The platform adopted is faultless. It concedes everything to the conservative sentiment of the country that is consistent with a just appreciation of its true interests. It is a positive declaration of principles; not like that of Baltimore, a senseless mass of words, but a plain, direct enunciation of well defined principles. We regard the movement to nominate Judge Bates as the foundation of the Chicago platform. It certainly developed the necessity of moderation, and an avoidance of radical views or hair splitting abstractions like those on which the National Democracy divide. Had a different course been taken, the nomination of Seward or Giddings would have been inevitable, and we set it down as evidence of great political wisdom, to respect the present conservative position of the country. It is safe to say that the policy of that Convention will be the policy of the party everywhere, including Missouri. Without it the Opposition would have been fierce and uncompromising, but with the ticket and platform given us at Chicago no fault can be found. It is a tower of strength, and it now behooves every man in the West to put forward his best endeavor to swell the required majority as many thousands as possible.


Where Born-How he came to Illinois-Sketch of His Life.
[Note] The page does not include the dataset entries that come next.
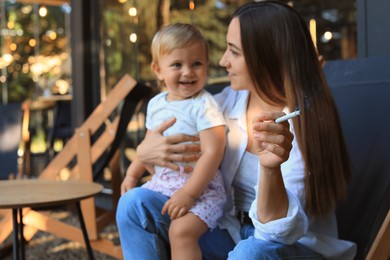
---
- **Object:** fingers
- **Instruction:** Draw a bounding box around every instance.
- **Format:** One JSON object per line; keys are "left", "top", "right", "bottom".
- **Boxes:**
{"left": 161, "top": 200, "right": 176, "bottom": 218}
{"left": 261, "top": 141, "right": 291, "bottom": 159}
{"left": 252, "top": 125, "right": 293, "bottom": 145}
{"left": 161, "top": 201, "right": 169, "bottom": 215}
{"left": 170, "top": 207, "right": 188, "bottom": 219}
{"left": 162, "top": 197, "right": 190, "bottom": 219}
{"left": 162, "top": 200, "right": 179, "bottom": 217}
{"left": 120, "top": 184, "right": 130, "bottom": 195}
{"left": 182, "top": 165, "right": 194, "bottom": 173}
{"left": 165, "top": 150, "right": 200, "bottom": 163}
{"left": 253, "top": 125, "right": 293, "bottom": 152}
{"left": 155, "top": 117, "right": 177, "bottom": 134}
{"left": 158, "top": 142, "right": 200, "bottom": 170}
{"left": 252, "top": 113, "right": 294, "bottom": 156}
{"left": 165, "top": 133, "right": 199, "bottom": 145}
{"left": 154, "top": 118, "right": 200, "bottom": 143}
{"left": 170, "top": 207, "right": 180, "bottom": 219}
{"left": 162, "top": 203, "right": 188, "bottom": 219}
{"left": 177, "top": 207, "right": 187, "bottom": 218}
{"left": 149, "top": 153, "right": 198, "bottom": 172}
{"left": 252, "top": 112, "right": 286, "bottom": 123}
{"left": 120, "top": 185, "right": 126, "bottom": 195}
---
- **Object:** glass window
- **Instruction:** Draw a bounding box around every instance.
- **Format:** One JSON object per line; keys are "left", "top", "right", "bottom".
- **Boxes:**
{"left": 1, "top": 0, "right": 357, "bottom": 102}
{"left": 99, "top": 0, "right": 356, "bottom": 92}
{"left": 1, "top": 0, "right": 356, "bottom": 155}
{"left": 287, "top": 0, "right": 357, "bottom": 61}
{"left": 1, "top": 0, "right": 72, "bottom": 104}
{"left": 1, "top": 0, "right": 71, "bottom": 158}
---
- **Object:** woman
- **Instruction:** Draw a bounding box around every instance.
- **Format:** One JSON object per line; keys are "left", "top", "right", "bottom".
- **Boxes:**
{"left": 116, "top": 1, "right": 357, "bottom": 259}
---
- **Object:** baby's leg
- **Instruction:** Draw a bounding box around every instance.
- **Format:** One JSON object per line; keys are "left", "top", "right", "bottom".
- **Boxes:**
{"left": 169, "top": 212, "right": 208, "bottom": 260}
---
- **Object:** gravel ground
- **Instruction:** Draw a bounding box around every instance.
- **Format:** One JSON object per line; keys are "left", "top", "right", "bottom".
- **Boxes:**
{"left": 0, "top": 208, "right": 121, "bottom": 260}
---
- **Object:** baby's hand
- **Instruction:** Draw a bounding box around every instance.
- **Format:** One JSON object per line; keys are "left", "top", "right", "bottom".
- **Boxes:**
{"left": 120, "top": 175, "right": 138, "bottom": 195}
{"left": 162, "top": 189, "right": 195, "bottom": 219}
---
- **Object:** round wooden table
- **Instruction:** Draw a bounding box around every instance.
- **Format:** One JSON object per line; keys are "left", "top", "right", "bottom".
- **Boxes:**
{"left": 0, "top": 179, "right": 103, "bottom": 260}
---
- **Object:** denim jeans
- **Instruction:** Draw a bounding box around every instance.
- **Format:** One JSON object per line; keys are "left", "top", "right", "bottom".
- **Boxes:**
{"left": 116, "top": 187, "right": 171, "bottom": 260}
{"left": 229, "top": 224, "right": 322, "bottom": 260}
{"left": 116, "top": 187, "right": 322, "bottom": 260}
{"left": 228, "top": 236, "right": 322, "bottom": 259}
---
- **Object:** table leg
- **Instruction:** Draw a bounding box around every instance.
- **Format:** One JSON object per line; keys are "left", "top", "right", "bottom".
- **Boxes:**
{"left": 18, "top": 209, "right": 25, "bottom": 260}
{"left": 75, "top": 201, "right": 94, "bottom": 260}
{"left": 12, "top": 209, "right": 19, "bottom": 260}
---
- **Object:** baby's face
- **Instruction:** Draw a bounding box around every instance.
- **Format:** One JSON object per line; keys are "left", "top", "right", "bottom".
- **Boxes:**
{"left": 154, "top": 42, "right": 208, "bottom": 101}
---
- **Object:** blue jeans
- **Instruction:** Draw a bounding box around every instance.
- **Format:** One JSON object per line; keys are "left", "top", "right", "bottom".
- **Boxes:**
{"left": 228, "top": 225, "right": 322, "bottom": 259}
{"left": 116, "top": 188, "right": 322, "bottom": 259}
{"left": 116, "top": 187, "right": 171, "bottom": 260}
{"left": 228, "top": 236, "right": 322, "bottom": 259}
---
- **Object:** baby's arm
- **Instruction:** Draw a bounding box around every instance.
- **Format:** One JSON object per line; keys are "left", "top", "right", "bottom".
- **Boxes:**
{"left": 121, "top": 131, "right": 152, "bottom": 195}
{"left": 121, "top": 158, "right": 146, "bottom": 195}
{"left": 162, "top": 125, "right": 226, "bottom": 219}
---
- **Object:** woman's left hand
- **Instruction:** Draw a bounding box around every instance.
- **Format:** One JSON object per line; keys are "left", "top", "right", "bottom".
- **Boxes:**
{"left": 252, "top": 112, "right": 294, "bottom": 169}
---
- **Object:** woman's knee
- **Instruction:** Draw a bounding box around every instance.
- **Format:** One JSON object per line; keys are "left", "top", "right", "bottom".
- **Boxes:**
{"left": 117, "top": 188, "right": 143, "bottom": 215}
{"left": 117, "top": 188, "right": 155, "bottom": 223}
{"left": 116, "top": 188, "right": 170, "bottom": 227}
{"left": 228, "top": 237, "right": 322, "bottom": 260}
{"left": 228, "top": 237, "right": 281, "bottom": 259}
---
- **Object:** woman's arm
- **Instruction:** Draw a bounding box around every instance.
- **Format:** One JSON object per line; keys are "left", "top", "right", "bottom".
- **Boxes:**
{"left": 137, "top": 117, "right": 201, "bottom": 171}
{"left": 162, "top": 125, "right": 226, "bottom": 219}
{"left": 251, "top": 112, "right": 294, "bottom": 223}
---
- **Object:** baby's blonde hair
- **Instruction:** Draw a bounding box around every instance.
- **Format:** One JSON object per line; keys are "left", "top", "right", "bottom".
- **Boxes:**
{"left": 151, "top": 23, "right": 209, "bottom": 65}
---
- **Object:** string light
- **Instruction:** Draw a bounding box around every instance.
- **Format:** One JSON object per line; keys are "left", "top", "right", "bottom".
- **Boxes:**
{"left": 128, "top": 7, "right": 137, "bottom": 17}
{"left": 189, "top": 1, "right": 195, "bottom": 10}
{"left": 39, "top": 6, "right": 48, "bottom": 17}
{"left": 324, "top": 31, "right": 333, "bottom": 41}
{"left": 189, "top": 1, "right": 195, "bottom": 24}
{"left": 47, "top": 30, "right": 57, "bottom": 40}
{"left": 10, "top": 43, "right": 17, "bottom": 51}
{"left": 29, "top": 39, "right": 36, "bottom": 47}
{"left": 129, "top": 33, "right": 137, "bottom": 43}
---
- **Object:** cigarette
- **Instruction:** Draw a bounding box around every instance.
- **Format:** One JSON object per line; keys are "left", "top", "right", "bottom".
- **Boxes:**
{"left": 274, "top": 110, "right": 301, "bottom": 124}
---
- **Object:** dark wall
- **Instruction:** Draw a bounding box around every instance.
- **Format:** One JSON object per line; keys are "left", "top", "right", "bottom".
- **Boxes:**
{"left": 324, "top": 55, "right": 390, "bottom": 259}
{"left": 357, "top": 0, "right": 390, "bottom": 58}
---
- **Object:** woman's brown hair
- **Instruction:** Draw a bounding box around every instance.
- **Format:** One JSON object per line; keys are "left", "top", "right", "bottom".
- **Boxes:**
{"left": 233, "top": 0, "right": 351, "bottom": 217}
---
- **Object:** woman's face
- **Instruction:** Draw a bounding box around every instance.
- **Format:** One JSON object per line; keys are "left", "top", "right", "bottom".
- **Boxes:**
{"left": 219, "top": 17, "right": 254, "bottom": 91}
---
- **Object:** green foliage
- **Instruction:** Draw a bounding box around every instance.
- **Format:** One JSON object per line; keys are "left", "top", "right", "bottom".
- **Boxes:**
{"left": 7, "top": 74, "right": 35, "bottom": 102}
{"left": 1, "top": 3, "right": 69, "bottom": 103}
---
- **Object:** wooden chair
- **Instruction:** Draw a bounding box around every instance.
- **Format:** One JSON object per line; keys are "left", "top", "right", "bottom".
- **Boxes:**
{"left": 0, "top": 75, "right": 153, "bottom": 259}
{"left": 366, "top": 210, "right": 390, "bottom": 259}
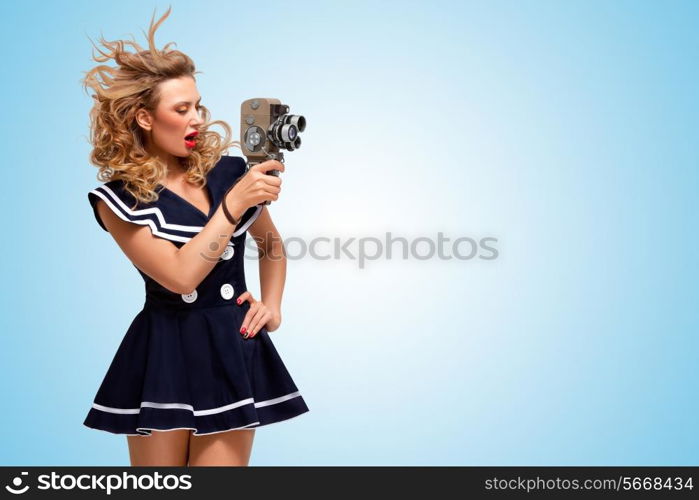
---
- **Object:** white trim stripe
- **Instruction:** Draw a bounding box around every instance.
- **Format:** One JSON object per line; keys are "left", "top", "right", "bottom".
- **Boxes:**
{"left": 193, "top": 398, "right": 254, "bottom": 416}
{"left": 90, "top": 189, "right": 194, "bottom": 243}
{"left": 254, "top": 390, "right": 301, "bottom": 408}
{"left": 92, "top": 391, "right": 302, "bottom": 416}
{"left": 85, "top": 411, "right": 309, "bottom": 436}
{"left": 236, "top": 204, "right": 263, "bottom": 235}
{"left": 92, "top": 403, "right": 140, "bottom": 415}
{"left": 90, "top": 185, "right": 261, "bottom": 239}
{"left": 134, "top": 422, "right": 262, "bottom": 436}
{"left": 100, "top": 185, "right": 204, "bottom": 232}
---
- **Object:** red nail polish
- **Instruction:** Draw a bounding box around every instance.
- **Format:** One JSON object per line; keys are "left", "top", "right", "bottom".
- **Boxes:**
{"left": 236, "top": 298, "right": 241, "bottom": 304}
{"left": 240, "top": 327, "right": 246, "bottom": 334}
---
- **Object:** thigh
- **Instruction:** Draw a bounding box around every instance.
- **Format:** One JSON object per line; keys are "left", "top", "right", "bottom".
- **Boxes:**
{"left": 188, "top": 429, "right": 255, "bottom": 466}
{"left": 127, "top": 429, "right": 191, "bottom": 466}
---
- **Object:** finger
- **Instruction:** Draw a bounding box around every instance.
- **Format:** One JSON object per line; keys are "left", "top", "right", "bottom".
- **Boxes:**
{"left": 254, "top": 160, "right": 284, "bottom": 175}
{"left": 249, "top": 309, "right": 272, "bottom": 338}
{"left": 246, "top": 305, "right": 268, "bottom": 337}
{"left": 236, "top": 291, "right": 254, "bottom": 306}
{"left": 264, "top": 160, "right": 284, "bottom": 173}
{"left": 259, "top": 183, "right": 280, "bottom": 195}
{"left": 261, "top": 178, "right": 282, "bottom": 190}
{"left": 261, "top": 186, "right": 281, "bottom": 200}
{"left": 265, "top": 175, "right": 282, "bottom": 187}
{"left": 262, "top": 185, "right": 281, "bottom": 194}
{"left": 241, "top": 302, "right": 261, "bottom": 337}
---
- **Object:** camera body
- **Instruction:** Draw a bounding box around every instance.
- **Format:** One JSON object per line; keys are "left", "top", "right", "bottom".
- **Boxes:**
{"left": 240, "top": 98, "right": 306, "bottom": 204}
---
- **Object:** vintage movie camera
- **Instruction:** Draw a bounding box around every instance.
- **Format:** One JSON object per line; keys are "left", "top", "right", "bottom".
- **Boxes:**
{"left": 240, "top": 98, "right": 306, "bottom": 205}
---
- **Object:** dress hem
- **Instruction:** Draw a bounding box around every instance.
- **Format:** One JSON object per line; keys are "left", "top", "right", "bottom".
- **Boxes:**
{"left": 83, "top": 393, "right": 309, "bottom": 436}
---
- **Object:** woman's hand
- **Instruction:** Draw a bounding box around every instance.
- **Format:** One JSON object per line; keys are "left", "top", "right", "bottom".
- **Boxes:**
{"left": 236, "top": 291, "right": 282, "bottom": 338}
{"left": 226, "top": 160, "right": 284, "bottom": 213}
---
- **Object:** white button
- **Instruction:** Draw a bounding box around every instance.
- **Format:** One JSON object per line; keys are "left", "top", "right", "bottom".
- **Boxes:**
{"left": 221, "top": 244, "right": 234, "bottom": 260}
{"left": 220, "top": 283, "right": 234, "bottom": 300}
{"left": 181, "top": 289, "right": 198, "bottom": 303}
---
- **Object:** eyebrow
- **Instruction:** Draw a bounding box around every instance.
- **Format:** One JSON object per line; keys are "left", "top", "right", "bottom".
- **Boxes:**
{"left": 174, "top": 96, "right": 202, "bottom": 106}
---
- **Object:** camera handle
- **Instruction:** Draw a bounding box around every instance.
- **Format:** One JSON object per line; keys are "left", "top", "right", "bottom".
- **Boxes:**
{"left": 246, "top": 148, "right": 284, "bottom": 205}
{"left": 262, "top": 169, "right": 280, "bottom": 205}
{"left": 245, "top": 154, "right": 284, "bottom": 205}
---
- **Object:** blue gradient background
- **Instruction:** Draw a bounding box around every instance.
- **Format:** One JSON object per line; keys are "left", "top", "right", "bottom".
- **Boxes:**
{"left": 0, "top": 0, "right": 696, "bottom": 465}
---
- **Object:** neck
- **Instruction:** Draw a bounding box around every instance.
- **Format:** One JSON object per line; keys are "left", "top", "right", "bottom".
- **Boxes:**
{"left": 145, "top": 146, "right": 187, "bottom": 183}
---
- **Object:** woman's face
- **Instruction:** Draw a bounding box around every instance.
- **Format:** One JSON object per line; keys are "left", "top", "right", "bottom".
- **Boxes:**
{"left": 136, "top": 75, "right": 204, "bottom": 160}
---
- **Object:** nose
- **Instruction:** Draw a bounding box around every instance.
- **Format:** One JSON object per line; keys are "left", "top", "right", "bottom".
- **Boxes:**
{"left": 190, "top": 107, "right": 204, "bottom": 125}
{"left": 191, "top": 112, "right": 204, "bottom": 126}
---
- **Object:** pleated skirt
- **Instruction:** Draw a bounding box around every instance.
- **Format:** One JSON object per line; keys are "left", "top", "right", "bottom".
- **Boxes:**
{"left": 83, "top": 303, "right": 309, "bottom": 436}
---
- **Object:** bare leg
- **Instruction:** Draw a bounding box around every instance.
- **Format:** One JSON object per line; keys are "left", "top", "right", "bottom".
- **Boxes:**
{"left": 127, "top": 429, "right": 191, "bottom": 466}
{"left": 188, "top": 429, "right": 255, "bottom": 466}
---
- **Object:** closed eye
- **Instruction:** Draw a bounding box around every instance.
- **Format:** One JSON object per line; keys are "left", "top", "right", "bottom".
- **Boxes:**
{"left": 177, "top": 104, "right": 203, "bottom": 114}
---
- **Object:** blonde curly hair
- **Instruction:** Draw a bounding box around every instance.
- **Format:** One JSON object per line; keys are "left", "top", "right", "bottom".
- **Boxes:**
{"left": 81, "top": 6, "right": 239, "bottom": 207}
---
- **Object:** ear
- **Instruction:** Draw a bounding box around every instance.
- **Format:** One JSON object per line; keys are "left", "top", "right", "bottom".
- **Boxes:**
{"left": 135, "top": 108, "right": 153, "bottom": 131}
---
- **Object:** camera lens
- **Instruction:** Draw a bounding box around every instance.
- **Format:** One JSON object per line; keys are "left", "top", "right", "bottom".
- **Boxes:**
{"left": 280, "top": 123, "right": 297, "bottom": 143}
{"left": 288, "top": 115, "right": 306, "bottom": 132}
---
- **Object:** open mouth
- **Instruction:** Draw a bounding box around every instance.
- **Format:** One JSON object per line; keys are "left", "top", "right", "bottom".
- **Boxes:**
{"left": 184, "top": 131, "right": 199, "bottom": 148}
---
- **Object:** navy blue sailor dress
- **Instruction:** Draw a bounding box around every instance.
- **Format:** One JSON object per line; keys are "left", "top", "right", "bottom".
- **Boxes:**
{"left": 82, "top": 154, "right": 309, "bottom": 436}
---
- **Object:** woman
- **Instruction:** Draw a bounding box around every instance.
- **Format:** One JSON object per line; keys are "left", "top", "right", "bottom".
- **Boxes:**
{"left": 81, "top": 7, "right": 309, "bottom": 466}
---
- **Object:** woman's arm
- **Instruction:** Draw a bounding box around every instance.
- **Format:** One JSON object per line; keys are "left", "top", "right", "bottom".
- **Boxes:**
{"left": 248, "top": 205, "right": 286, "bottom": 326}
{"left": 95, "top": 195, "right": 247, "bottom": 294}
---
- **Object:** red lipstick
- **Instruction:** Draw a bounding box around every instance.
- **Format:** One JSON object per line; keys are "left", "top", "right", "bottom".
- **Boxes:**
{"left": 184, "top": 130, "right": 199, "bottom": 148}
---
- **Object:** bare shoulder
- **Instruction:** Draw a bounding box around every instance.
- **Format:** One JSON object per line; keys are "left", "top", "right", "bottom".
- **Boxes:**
{"left": 95, "top": 197, "right": 152, "bottom": 243}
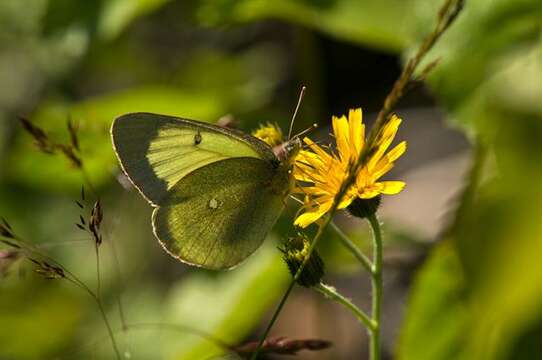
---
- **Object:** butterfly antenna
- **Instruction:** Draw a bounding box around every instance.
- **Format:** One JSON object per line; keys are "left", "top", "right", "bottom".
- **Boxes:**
{"left": 288, "top": 86, "right": 307, "bottom": 140}
{"left": 295, "top": 123, "right": 318, "bottom": 140}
Hon. Abraham Lincoln, of Illinois, was born on the 12th of February, 1809, in Hardin county, Kentucky. His family, although much respected, were not blessed with much of this world’s goods, and he was forced to fight his own way through the opening struggles of life’s campaign. In this way he became intimately acquainted with the industrial classes, and they now claim him as one of their number—“The Flatboatman!” Whether he was engaged in rural pursuits, or in piloting down the Mississippi boats laden with produce, he permitted no opportunity to escape for the improval of his mind. When he had thus, by his own exertions, been admitted to the bar, he settled in the pleasant town of Springfield, Ill., where he has since resided.

When the “Black Hawk War” broke out, in the spring of 1832, Mr. Lincoln was among the first to offer his services, and was elected Capt. of a Company of Illinois volunteers, at the head of which he distinguished himself during the [short] yet effective campaign. He was afterward elected to the State Legislature, taking decided ground as a Whig of the Henry Clay school. In 1846 he was elected a member of the XXXth Congress, where he acted with the Whig party; and at the National Convention which nominated General Scott for President, in June, 1852, he was elected to represent Illinois in the Central Whig Committee. Yeoman’s service did he render in that campaign.

In 1856 Mr. Lincoln entered actively into the Republican contest, and two years later the Convention of that party nominated him in opposition to Judge Douglas, as Republican Senator from the State of Illinois. He was defeated by the unfair apportionment of the Legislative districts of the State, and notwithstanding the members of the Legislature who voted for him represented a majority of the inhabitants and voters of Illinois. The popular majority of his friends over those who voted for Douglas was upwards of 5,000.

Hon. Abraham Lincoln will be inaugurated President of the United States on the 4th of March, 1861.